Let's Talk About the Hidden Costs of Investing

What may seem immaterial in the short run can cost you big bucks over the long haul.

Because it can be so consequential to your long term financial health, I want to dedicate another blog to demonstrating the impact of paying too much for mutual fund annual operating expenses. What may seem immaterial in the short run can cost you big bucks over the long haul. If you are have trouble playing the video below, you can access it through this link:

Fees...and Wazoos

Jack Bogle, the now deceased Vanguard icon, was known for his famous utterances, among them, that Vanguard’s fund owners and others benefit from “getting what they don’t pay for”. To point out the significance of this statement (using Bankrate’s Mutual Fund Fees Calculator), let’s measure the cost of Vanguard’s average expense ratio, currently 0.11%, against the industry’s 0.62% average, and determine its impact on a 30-year, $100,000 front-end investment yielding 6%.

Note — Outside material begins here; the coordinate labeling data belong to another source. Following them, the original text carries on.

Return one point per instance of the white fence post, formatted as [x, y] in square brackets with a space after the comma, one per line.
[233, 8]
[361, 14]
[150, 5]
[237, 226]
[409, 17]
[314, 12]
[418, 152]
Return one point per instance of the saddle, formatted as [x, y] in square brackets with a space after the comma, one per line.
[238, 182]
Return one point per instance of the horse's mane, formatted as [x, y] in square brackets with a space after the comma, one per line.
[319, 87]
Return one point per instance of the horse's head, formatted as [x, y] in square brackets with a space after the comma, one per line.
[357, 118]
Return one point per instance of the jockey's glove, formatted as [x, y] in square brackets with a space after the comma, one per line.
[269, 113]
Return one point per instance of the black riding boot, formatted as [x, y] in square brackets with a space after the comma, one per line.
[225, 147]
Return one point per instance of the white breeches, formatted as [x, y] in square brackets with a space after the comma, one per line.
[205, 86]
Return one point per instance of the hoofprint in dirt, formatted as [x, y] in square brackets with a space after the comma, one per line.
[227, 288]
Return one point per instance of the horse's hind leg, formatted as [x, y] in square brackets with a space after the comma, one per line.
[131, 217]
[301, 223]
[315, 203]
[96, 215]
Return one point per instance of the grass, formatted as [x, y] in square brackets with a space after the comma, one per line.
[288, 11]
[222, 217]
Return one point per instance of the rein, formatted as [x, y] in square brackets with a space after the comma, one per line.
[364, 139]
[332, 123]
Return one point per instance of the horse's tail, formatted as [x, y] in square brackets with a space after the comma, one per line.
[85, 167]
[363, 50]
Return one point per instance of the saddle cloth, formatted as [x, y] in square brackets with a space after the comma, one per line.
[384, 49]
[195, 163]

To summarize how Wazoos can fleece you over time, after investing $100,000 for 30 years at 6% and while paying .11% vs .62% in average annual operating expenses, the hypothetical Vanguard investor would end up with over $79,000 more of value in his/her account by saving $37,000 in fees. This savings would allow the Vanguard investor to earn an additional $42,000 by avoiding the opportunity cost associated with those fees. Over the long haul, fractions of a percent do make a difference. Better to have the difference show up in an investor’s account than in a Wazoo’s wallet. Reminds me of the old saying, “Watch the pennies and the dollars will take care of themselves.”

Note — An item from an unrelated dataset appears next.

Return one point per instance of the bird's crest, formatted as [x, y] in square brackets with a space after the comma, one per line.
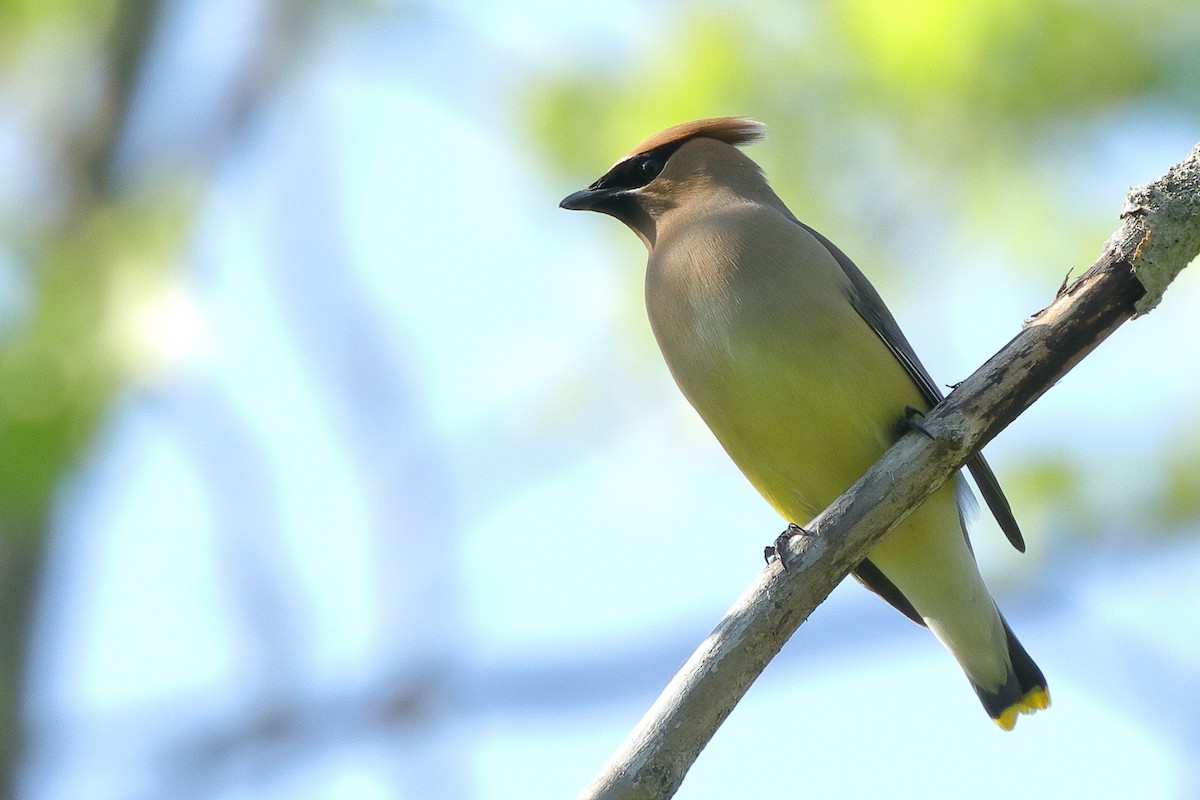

No wonder the late Mr. Bogle is given credit for savings billions of dollars for millions of large and small investors who are now taking advantage of the lower fees he forced on the financial industry.

Don't be a Lazy Investor

By the way, another “opportunity cost” we often impose on ourselves is keeping too much cash in non- or low-interest-bearing bank accounts or with those certain brokerage firms paying next to nothing. It’s estimated that $9 trillionlounge in such accounts paying about 0.09% or less (Source: Crane Data). A quick check of my Vanguard Group taxable Federal Money Market Fund revealed a YTD yield of 2.11% as of 12-11-2019. This spread between what banks and money funds pay is in a constant state of flux so keep an eye on it.

Free Trading is not Free

The latest “fad” among many of the brokerage firms (Schwab, TD Ameritrade and E-Trade come to mind), is called free trading. It ain’t free, folks. Many of those firms who advertise free trades make up the difference by sweeping customer cash into lower yielding deposit accounts, investing it at a higher rate for their own account and keeping the spread. In fairness, a couple of the big boys don’t participate in this sleight of hand…Fidelity and Vanguard. Their retailer accounts’ idle cash is swept into higher yielding money market accounts, benefiting their investors.

A Word of Caution

Of note, money market mutual funds (short-term securities whose value fluctuates very little) aren’t backed by the government, while bank savings accounts are federally insured against loss, generally up to $250,000.